En 1829, M. Morse se rendit à Paris pour un séjour d’étude de trois ans. Il fréquentait le Louvre et observait les visiteurs venus de divers pays et milieux admirer les chefs-d’œuvre. Cette expérience inspira le tableau emblématique de sa carrière, aussi l’une de ses dernières œuvres. Gallery of the Louvre est une toile monumentale de 1,80 m × 2,74 m. Il l’entama à Paris en 1831 et l’acheva à New York en 1833.

« Gallery of the Louvre », 1831–1833, par Samuel F. B. Morse. Huile sur toile ; 187,3 cm × 274,3 cm. Terra Foundation for American Art, Chicago. (Domaine public)
Pensée pour éduquer les Américains à l’art européen, la scène se situe dans le Salon Carré du Louvre. Par un effet de licence artistique, M. Morse réunit dans une même salle 38 tableaux et deux antiquités visibles à différents endroits du musée, les accrochant à la manière d’un « Salon », en une superposition dense du sol au plafond.
Les chefs-d’œuvre de Léonard de Vinci, dont la Mona Lisa, de Caravage, Rembrandt, Rubens, Titien, Van Dyck et Véronèse, sont reproduits en miniature avec une précision minutieuse, aux côtés de la célèbre statue romaine Diane de Versailles. Cette composition complexe s’inscrit dans la tradition du « tableau de galerie » du XVIIᵉ siècle. Celui de Samuel Morse est le seul exemple majeur de ce genre dans tout l’art américain.
Gallery of the Louvre appartient à la Terra Foundation for American Art, basée à Chicago. La fondation écrit que l’œuvre « se présente comme un traité pictural sur la pratique artistique, plaçant M. Morse — représenté au centre, instruisant une élève — en lien entre l’art européen du passé et l’avenir culturel de l’Amérique ».
M. Morse était un ami proche de l’écrivain américain James Fenimore Cooper, célèbre auteur du Dernier des Mohicans, à qui il offrit une apparition dans la toile. L’écrivain apparaît dans le coin gauche, entouré de sa famille.

Détails de (G) James Fenimore Cooper et sa famille et de (D) M. Morse instruisant une élève, extraits de « Gallery of the Louvre », 1831–1833, par Samuel F. B. Morse. (Domaine public)

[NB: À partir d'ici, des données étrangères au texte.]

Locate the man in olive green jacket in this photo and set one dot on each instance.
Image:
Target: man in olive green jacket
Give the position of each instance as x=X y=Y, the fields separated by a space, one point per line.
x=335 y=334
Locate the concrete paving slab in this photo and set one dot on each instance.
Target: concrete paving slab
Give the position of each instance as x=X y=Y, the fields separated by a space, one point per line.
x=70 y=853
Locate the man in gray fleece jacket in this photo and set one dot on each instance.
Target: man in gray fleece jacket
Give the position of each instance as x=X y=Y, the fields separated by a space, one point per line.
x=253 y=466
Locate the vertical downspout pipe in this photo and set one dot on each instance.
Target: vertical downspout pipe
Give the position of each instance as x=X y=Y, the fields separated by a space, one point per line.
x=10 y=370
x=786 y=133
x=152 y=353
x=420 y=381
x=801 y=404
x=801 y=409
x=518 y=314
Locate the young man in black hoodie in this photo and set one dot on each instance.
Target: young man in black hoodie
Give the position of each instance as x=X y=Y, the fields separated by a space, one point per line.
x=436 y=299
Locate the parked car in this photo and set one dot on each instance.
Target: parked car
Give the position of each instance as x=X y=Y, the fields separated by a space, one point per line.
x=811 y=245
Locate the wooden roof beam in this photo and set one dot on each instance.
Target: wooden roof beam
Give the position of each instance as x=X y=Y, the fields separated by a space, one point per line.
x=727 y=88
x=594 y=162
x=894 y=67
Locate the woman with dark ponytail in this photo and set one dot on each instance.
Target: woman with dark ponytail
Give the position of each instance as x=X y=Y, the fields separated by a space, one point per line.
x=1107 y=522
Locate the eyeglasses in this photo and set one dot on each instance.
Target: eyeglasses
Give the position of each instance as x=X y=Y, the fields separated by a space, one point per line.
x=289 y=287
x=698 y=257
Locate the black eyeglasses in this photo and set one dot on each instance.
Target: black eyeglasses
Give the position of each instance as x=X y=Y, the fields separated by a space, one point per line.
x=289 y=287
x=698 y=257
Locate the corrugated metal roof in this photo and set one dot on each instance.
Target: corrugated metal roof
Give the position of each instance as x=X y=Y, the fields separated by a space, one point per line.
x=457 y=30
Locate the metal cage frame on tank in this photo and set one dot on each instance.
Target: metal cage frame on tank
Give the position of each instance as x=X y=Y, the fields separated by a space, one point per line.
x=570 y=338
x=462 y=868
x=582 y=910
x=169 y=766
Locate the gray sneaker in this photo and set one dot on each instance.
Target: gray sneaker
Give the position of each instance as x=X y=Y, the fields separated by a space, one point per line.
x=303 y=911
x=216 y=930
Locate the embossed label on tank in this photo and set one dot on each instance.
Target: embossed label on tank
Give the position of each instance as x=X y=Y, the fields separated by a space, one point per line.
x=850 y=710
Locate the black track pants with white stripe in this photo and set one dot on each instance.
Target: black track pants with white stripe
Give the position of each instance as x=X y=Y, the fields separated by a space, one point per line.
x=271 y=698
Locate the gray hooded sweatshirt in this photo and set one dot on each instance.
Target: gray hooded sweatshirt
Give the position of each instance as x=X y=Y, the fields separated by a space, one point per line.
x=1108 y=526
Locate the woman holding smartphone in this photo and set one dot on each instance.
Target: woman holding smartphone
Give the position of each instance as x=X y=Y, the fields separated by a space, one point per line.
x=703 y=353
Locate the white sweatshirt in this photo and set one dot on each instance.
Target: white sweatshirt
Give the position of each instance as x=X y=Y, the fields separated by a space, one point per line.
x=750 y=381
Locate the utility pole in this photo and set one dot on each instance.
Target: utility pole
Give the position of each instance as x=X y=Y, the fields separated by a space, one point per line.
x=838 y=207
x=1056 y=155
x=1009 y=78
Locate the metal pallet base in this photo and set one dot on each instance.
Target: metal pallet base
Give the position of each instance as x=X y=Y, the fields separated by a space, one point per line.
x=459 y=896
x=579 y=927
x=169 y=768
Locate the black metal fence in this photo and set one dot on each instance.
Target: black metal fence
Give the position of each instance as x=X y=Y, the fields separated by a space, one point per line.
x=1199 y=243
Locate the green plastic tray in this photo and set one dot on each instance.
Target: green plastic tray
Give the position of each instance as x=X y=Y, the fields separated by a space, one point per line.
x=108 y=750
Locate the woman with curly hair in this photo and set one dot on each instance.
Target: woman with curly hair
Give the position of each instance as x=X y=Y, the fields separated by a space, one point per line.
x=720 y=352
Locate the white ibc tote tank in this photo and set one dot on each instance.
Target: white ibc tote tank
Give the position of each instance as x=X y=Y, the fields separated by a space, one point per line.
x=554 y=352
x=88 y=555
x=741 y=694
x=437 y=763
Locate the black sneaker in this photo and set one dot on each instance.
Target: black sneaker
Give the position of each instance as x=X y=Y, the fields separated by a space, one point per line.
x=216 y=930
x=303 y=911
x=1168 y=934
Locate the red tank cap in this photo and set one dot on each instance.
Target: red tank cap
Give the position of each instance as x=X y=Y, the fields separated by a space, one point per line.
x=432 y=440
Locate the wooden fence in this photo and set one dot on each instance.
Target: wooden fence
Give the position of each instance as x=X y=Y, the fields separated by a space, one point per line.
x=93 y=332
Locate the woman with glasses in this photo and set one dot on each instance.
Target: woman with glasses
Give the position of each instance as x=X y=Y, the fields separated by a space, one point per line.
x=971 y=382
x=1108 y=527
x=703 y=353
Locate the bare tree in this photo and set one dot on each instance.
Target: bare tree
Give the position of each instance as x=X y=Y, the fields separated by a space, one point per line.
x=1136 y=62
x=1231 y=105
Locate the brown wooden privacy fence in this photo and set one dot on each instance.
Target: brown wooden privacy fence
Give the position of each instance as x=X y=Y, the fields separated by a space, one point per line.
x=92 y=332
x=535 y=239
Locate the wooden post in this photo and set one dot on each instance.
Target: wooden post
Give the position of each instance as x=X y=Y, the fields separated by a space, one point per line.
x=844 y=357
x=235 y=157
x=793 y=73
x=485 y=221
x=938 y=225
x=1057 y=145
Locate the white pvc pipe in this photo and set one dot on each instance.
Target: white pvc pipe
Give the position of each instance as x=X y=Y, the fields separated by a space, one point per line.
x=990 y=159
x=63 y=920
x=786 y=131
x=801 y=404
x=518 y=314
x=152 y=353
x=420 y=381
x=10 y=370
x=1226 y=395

Il exposa ce tableau à deux reprises, à New York et à New Haven. Bien que l’œuvre fût saluée par les critiques et les connaisseurs, le public demeura indifférent. L’artiste en fut profondément découragé. De plus, après avoir échoué à obtenir une commande fédérale pour peindre une œuvre monumentale destinée à la rotonde du Capitole, M. Morse déposa définitivement ses pinceaux et se tourna vers les expériences électriques.
Une invention s’élance
Lors d’une traversée transatlantique en 1832, entre la France et les États-Unis, M. Morse rencontra Charles Thomas Jackson (1805–1880), avec qui il eut de longues discussions sur l’électromagnétisme et qui l’invita à observer ses expériences. Cela déclencha chez Samuel Morse l’idée de développer un moyen de transmettre rapidement des messages à longue distance par un fil électrique.

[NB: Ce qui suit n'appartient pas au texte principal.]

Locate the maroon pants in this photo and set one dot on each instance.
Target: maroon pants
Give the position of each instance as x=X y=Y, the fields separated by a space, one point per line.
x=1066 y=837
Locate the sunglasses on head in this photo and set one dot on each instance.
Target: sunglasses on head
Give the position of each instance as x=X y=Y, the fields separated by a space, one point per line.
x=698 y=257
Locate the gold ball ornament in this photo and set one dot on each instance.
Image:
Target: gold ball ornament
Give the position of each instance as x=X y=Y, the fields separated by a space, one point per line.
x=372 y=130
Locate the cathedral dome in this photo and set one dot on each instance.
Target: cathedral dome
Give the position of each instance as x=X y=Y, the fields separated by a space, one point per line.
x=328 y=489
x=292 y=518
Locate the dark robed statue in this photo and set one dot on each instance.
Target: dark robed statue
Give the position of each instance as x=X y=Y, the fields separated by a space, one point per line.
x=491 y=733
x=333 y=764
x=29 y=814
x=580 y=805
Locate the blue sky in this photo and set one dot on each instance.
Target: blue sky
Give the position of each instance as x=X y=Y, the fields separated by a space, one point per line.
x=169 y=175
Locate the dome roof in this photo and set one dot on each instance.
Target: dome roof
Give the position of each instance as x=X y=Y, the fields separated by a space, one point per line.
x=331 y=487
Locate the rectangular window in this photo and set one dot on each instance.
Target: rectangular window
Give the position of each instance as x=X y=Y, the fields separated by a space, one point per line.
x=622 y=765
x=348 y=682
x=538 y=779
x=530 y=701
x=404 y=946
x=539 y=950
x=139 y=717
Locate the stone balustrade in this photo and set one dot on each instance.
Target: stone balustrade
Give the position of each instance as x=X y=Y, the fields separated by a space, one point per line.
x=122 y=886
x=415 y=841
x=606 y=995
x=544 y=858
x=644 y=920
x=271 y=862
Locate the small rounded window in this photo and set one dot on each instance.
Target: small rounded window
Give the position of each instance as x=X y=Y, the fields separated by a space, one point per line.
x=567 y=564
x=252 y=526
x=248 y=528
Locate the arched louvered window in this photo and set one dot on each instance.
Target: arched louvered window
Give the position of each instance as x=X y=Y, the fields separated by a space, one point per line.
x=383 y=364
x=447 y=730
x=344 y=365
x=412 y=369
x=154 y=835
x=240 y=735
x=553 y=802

M. Morse mit au point un dispositif capable d’envoyer des messages codés via un télégraphe à fil unique. En 1843, la Chambre des représentants vota un projet de loi l’autorisant à construire une ligne expérimentale reliant la salle de la Cour suprême, à Washington, à une gare de Baltimore, à environ 64 km de là. Le 24 mai 1844, il envoya le premier message télégraphique. Son dispositif était plus efficace que les autres télégraphes électriques existants.

Message télégraphique de Morse, « What Hath God Wrought », envoyé et transcrit le 24 mai 1844. National Museum of American History, Smithsonian, Washington. (Domaine public)

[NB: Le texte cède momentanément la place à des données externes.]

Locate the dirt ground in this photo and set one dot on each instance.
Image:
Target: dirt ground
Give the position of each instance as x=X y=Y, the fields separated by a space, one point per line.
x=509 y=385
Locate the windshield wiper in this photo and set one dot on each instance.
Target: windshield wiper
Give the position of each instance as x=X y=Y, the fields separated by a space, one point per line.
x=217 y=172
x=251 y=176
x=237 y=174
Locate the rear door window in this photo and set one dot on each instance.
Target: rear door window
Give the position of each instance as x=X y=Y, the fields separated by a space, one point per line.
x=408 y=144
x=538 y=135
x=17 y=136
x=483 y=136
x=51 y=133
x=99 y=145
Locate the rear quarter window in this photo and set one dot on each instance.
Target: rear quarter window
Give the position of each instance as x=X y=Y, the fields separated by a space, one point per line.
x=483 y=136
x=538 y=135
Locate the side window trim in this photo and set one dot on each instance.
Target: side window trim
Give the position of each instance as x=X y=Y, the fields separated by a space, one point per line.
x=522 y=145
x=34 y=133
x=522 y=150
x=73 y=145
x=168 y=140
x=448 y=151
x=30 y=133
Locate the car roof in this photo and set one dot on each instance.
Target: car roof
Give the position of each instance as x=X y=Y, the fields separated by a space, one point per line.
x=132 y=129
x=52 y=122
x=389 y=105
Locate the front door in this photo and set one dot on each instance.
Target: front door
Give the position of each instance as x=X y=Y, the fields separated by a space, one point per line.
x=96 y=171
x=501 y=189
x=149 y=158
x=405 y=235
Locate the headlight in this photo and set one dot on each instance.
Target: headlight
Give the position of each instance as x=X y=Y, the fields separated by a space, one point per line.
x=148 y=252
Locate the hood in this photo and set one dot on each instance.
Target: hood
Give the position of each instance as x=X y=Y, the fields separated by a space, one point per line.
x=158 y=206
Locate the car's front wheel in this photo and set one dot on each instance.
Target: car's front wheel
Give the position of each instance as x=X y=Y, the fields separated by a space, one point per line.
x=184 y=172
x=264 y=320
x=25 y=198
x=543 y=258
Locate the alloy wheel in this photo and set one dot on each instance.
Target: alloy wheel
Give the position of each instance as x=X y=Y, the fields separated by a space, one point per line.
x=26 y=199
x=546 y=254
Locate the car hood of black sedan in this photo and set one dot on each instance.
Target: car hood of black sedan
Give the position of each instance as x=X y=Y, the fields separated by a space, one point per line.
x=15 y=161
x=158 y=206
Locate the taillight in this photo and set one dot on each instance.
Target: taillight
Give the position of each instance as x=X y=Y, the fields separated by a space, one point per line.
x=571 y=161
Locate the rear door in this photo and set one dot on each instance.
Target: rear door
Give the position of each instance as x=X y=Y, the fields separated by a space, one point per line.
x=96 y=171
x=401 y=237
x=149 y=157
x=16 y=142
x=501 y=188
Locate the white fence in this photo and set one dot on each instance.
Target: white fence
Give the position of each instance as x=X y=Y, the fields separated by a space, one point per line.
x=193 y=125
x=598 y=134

Grâce à cette invention, ainsi qu’au développement du code Morse — un système où les lettres sont représentées par des combinaisons de signaux longs et courts — il accéda à la célébrité et à la fortune. Le travail de M. Morse transforma la technologie des communications à longue distance et est considéré comme le précurseur de l’e-mail moderne.